We learned earlier this month that The Conference Board of Canada's composite leading index for April rose a modest 0.4% in April. That's after a 0.2% turn in the opposite direction the previous month. As has often been the case in recent years, export demand for our commodities is largely responsible for the good news. We're still seeing soft spots in manufacturing, housing and the labour market.

The report's author, Philip Cross writes that the index's "leading indicator points to a continuing shift from domestic spending to exports as the sources of growth but does not suggest that there will be much change in the overall rate of growth."

Which is to say that there isn't much here to celebrate.

Cross spent 36 years with Statistics Canada, including a stint as chief economic analyst. He really is one of the country's more dependable economy watchers. It was a treat for me to speak with him about the findings.

Question: The study points to the outsized impact the global commodities market still has on the Canadian economy. How significant a role does it continue to play?

Answer: It's a source of almost all of the growth. It's not just the commodity price increase, which was 2.4% in the month. That's driving the stock market increase of 1.8%. There's probably even some spillover into a couple of components such as new orders and consumer confidence. It's been like this for several months now, basically since the devaluation of the dollar began. We have a remarkable split — the export-related components are doing well and almost all the components related to domestic demand have fallen flat on their faces. The end result is an economy perpetually stuck in the slow-growth lane.

Q: This is leaving us vulnerable to external factors.

A: Very much so. That's probably the most worrisome thing in this index over the last six months: the deceleration of the U.S. leading indicator. It was chugging along last November at .7% growth, which really gave you hope that the U.S. was finally starting to break out of this slow-growth syndrome that it's been trapped in for several years now. But the U.S. leading indicator is now slowed back to .4%, matching the Canadian increase. So I have a real concern that the U.S. isn't about to have its breakout. There seems to be a funny, residual seasonal pattern in a lot of the data for the U.S. over the last two or three years. It seems like every winter we get our hopes up that the U.S. economy is about to break out, and then every spring there's a big bucket of cold water dashed on us. It's very hard to interpret the U.S. numbers right now because of the harsh winter. We're getting some bounce-back in the spring because of that. But I'm a little concerned that the U.S. maybe isn't breaking out. And without a breakout in the U.S., there isn't a lot to support the hope that the Canadian economy will break out. As I say, domestic demand seems to be going nowhere. So if the U.S. economy doesn't pick up, it's hard to see how the outlook for the Canadian economy is about to change.

Q: The discussion immediately following the financial crisis was about a 10-plus year process of deleveraging in which we'd see slow economic growth.

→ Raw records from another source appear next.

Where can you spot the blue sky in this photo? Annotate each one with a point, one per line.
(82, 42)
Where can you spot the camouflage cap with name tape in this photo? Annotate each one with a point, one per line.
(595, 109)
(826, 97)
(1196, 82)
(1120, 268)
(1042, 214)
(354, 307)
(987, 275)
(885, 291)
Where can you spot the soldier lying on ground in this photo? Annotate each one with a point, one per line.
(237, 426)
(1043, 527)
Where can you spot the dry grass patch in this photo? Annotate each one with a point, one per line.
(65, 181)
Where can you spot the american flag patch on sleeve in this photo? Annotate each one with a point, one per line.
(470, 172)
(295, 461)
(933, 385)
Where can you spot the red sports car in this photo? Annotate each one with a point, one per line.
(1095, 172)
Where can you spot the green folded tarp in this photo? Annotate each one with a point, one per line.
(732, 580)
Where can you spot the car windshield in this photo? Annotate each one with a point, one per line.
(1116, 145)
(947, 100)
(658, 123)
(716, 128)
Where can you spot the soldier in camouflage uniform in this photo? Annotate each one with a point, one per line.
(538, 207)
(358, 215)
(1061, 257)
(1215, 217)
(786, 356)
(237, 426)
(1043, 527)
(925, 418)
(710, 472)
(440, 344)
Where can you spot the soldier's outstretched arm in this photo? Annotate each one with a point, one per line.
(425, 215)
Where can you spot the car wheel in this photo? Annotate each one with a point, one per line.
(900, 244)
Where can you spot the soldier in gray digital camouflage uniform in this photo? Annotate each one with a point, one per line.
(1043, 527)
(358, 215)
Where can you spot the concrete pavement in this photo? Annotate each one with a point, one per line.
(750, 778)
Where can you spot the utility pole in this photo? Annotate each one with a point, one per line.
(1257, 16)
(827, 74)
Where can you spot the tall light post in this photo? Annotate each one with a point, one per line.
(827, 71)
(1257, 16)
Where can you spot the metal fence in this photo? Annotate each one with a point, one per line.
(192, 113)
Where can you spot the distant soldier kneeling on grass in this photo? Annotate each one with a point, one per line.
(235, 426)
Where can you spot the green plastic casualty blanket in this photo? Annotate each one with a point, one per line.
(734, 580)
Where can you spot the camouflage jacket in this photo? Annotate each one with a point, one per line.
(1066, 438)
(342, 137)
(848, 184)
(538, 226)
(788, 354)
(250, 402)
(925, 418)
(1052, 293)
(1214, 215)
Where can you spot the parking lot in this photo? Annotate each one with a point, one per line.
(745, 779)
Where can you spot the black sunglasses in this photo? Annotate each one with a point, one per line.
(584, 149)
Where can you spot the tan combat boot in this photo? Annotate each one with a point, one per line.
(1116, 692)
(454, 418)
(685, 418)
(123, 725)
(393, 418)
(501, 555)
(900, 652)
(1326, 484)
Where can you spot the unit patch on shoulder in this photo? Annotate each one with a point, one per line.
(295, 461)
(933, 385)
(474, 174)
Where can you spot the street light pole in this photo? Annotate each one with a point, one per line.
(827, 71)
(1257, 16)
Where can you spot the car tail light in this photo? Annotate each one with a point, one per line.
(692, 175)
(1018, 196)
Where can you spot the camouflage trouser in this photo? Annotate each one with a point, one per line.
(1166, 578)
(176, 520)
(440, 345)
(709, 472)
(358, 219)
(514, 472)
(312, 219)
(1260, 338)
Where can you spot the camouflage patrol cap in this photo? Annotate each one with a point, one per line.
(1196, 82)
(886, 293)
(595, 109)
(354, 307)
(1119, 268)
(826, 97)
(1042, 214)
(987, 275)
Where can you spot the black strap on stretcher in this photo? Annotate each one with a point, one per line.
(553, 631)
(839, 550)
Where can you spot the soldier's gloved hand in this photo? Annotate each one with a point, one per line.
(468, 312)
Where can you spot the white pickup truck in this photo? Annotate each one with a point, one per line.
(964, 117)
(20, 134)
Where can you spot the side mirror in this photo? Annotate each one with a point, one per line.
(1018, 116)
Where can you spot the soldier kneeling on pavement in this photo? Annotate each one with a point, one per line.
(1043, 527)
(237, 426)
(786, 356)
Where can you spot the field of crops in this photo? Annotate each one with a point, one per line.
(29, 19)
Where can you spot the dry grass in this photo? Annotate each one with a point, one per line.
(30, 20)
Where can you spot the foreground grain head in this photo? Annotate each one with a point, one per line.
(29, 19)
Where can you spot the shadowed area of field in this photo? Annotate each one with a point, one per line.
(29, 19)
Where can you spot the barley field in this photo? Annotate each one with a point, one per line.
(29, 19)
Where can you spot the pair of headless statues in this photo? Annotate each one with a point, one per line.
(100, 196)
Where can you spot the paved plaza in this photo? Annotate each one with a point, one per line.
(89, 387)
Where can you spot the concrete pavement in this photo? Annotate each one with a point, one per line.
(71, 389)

Is that what is happening?

A: That's one of the reasons that I think everybody was so hopeful; that the pickup in the U.S. leading indicator late last fall was signalling that maybe we were starting to put this behind us. You know, it's now been seven or eight years of recovery. You would think that around this point, you might start to see some signs of breaking out from it. But one of the real soft spots in the U.S. economy these days is the housing sector. That is very much the sector you would have thought that — after almost a decade of recession — at some point pent-up demand alone would lead to a recovery. But that sector in particular seems to have softened significantly in the spring.

Q: What do you make of the uptick in consumer confidence?

A: It's hard to read too much into that. Given how sluggish the employment numbers have been and continue to be into May, it's hard to see the consumer sector leading a breakout in the Canadian economy. Until we get a significant upturn in employment, I don't know that consumers are going to be overly happy. And related to that, there are three components that are down in the month – one of them is employment insurance claims which jumped 1.8%. That's not a good sign for the labour market. If we don't see sustained job growth, it's hard to see consumer confidence doing much.

Q: Is it possible to forecast when this slow growth environment starts to turn around?

A: That's what this index is designed to do, to pick up signs that this is turning up significantly. And it's just not in the numbers yet. It's hard to see how it's going to turn around, given some of the softness we're seeing in the U.S. numbers. The big hope in this index over the winter was that even though the Canadian numbers weren't performing well, the U.S. economy seemed to be breaking out. As the U.S. economy starts to slip back, it's hard to be optimistic that we're going to see a significant pickup in the other components. The Bank of Canada has been waiting for two things to lead the Canadian economy out of its doldrums. One was exports, which we've discussed at length. Apart from higher commodity prices, there aren't a lot of encouraging signs from the U.S. The other was business investment, which frankly is just going nowhere.

Q: Business leaders continue to make conservative spending decisions.

A: It's an interesting variable. You look at the breakdown of the data. In some sectors — in particular anything related to energy — there's a huge boom. There are a lot of megaprojects going forward in western Canada and Newfoundland. But in Ontario and Quebec, there's just nothing happening.

Cross has written a new report for the C.D. Howe Institute on government and business spending that explores this regional split further.